In der Zwischenzeit finden die Vorstellungen in einem ­Ersatzbau statt, einem zweistöckigen Container, der immerhin 199 Zuschauerplätze fasst und auch noch Raum für Garderobe, Foyer und sogar eine Bar hat, die bislang noch nicht öffnen konnte. Aber die temporäre Bühne wurde von Publikum, Spielerinnen und Spielern und auch der künstlerischen Leitung angenommen. „Ich finde den Container mittlerweile super. Ich bin überrascht, wie gut die drei neuen Produktionen darin funktioniert haben, wie unterschiedlich sie auch in dem Raum wirken“, zeigt sich Riemenschneider vom Provisorium regelrecht begeistert. Es gäbe noch ein paar ‚Kinderkrankheiten‘, ergänzt er, vor allem bei der Elektronik. Auch die Heizung macht sich gelegentlich mit spukhaftem Knarzen in den großen Rohren bemerkbar. Aber die Ersatzspielstätte funktioniert. „Die Dimensionen des Raums sind groß genug, um ein richtiges Theatergefühl zu erzeugen“, meint Riemenschneider sogar. Bei so viel Zuneigung zum Provisorium bleibt es als Bühne 4 vielleicht auch über die Bauphase hinaus als Studiobühne erhalten.

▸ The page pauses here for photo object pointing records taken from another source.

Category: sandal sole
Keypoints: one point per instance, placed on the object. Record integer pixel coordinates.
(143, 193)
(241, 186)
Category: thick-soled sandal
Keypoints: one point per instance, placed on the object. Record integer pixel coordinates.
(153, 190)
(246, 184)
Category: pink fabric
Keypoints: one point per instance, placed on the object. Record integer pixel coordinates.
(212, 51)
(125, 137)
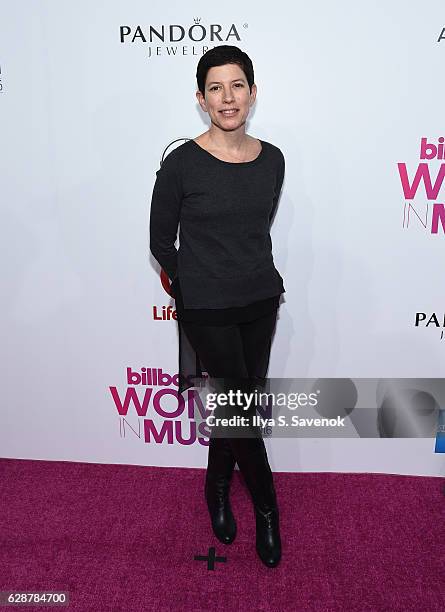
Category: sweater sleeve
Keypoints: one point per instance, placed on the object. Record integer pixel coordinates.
(164, 213)
(278, 185)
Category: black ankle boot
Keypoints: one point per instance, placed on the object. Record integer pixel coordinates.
(218, 477)
(256, 471)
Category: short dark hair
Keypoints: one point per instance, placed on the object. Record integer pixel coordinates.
(220, 55)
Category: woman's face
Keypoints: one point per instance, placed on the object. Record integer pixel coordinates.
(226, 88)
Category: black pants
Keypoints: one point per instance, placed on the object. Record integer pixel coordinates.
(235, 354)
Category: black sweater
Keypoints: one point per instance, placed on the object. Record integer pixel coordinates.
(224, 211)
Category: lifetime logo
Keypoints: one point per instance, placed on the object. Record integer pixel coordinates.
(165, 313)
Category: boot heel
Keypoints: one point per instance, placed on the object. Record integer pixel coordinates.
(268, 540)
(218, 477)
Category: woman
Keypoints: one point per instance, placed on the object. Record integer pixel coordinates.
(222, 189)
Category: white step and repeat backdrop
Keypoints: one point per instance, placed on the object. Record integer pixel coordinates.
(91, 95)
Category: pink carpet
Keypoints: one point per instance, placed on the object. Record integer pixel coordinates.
(121, 537)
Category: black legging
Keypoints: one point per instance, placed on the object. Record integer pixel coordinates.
(235, 353)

Drei Premieren kamen in der ersten halben Spielzeit hier bereits heraus. Den Anfang machte im Oktober „Krummer Hund“, eine Bühnenadaption des preisgekrönten gleichnamigen Jugendromans von Juliane Pickel.

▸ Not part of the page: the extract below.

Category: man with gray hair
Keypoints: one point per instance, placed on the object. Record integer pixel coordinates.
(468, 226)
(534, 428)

Co-Intendant Riemenschneider inszenierte es, obgleich es ursprünglich nicht als Eröffnungsstück der Spielzeit geplant war. Die Lotterie der Dispositionen und Pandemie-bedingten Planungs­turbulenzen führte dann aber dazu. Für den Neuanfang war „Krummer Hund“ allerdings eine gute Setzung. Das Thema, Mobbing unter Schülerinnen und Schülern, ist allgegenwärtig. Pickel erzählt das Ausmaß der Kränkungen der Seelen der Heranwachsenden und auch das Ausmaß der gewalttätigen Reaktionen darauf sehr sensibel. Riemenschneider konzentriert sich in seiner Bühnenfassung auf die Figuren von Daniel und Alina. Daniel, vom Weggang seines Vaters verletzt und von den regelmäßig wechselnden Liebhabern seiner Mutter schwer genervt, agiert seinen Zorn auf die Welt mit Vorliebe durch physische Gewaltexzesse aus. Mitschülerin Alina schwingt sich hingegen zur Eiskönigin auf, die dank ihrer intellektuellen Überlegenheit die anderen durch verbale Demütigungen klein hält. Einsam sind beide, Verzweiflung frisst sich mit Eiseskälte in beide Herzen.

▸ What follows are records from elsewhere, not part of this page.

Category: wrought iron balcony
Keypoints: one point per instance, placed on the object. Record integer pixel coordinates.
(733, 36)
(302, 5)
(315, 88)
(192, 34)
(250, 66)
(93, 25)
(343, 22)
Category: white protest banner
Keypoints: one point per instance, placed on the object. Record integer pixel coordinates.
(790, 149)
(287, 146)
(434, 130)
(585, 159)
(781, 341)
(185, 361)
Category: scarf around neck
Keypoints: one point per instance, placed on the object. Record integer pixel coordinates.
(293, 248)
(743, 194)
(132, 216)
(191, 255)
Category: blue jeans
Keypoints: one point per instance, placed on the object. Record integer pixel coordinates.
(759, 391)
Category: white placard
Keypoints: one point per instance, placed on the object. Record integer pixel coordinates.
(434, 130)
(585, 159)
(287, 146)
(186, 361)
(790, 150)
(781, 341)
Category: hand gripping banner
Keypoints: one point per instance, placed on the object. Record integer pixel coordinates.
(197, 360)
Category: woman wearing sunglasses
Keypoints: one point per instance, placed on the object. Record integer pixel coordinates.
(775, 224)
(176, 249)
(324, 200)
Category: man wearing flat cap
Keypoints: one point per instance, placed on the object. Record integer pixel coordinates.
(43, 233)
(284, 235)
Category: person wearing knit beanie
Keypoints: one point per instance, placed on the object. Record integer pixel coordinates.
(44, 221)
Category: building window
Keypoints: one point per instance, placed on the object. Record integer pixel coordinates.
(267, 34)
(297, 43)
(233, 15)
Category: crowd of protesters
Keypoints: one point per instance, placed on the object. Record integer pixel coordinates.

Als kongeniales Bild für diesen Zustand kreiert Bühnen­bildnerin Johanna Pfau Eisskulpturen in Form von Buchstaben. Sie ergeben den Namen „Ozzy“; so heißt der Hund, den Daniel als einzig wahren Getreuen ansieht.

Geschickt lässt Riemenschneider die Worte der Protago­nisten kanonartig durch die Münder des gesamten Ensembles wandern. Individuelle Zustände werden so mehrstimmig, verschmelzen gelegentlich zu einem kollektiven Ich, um sich dann wieder zu vereinzeln.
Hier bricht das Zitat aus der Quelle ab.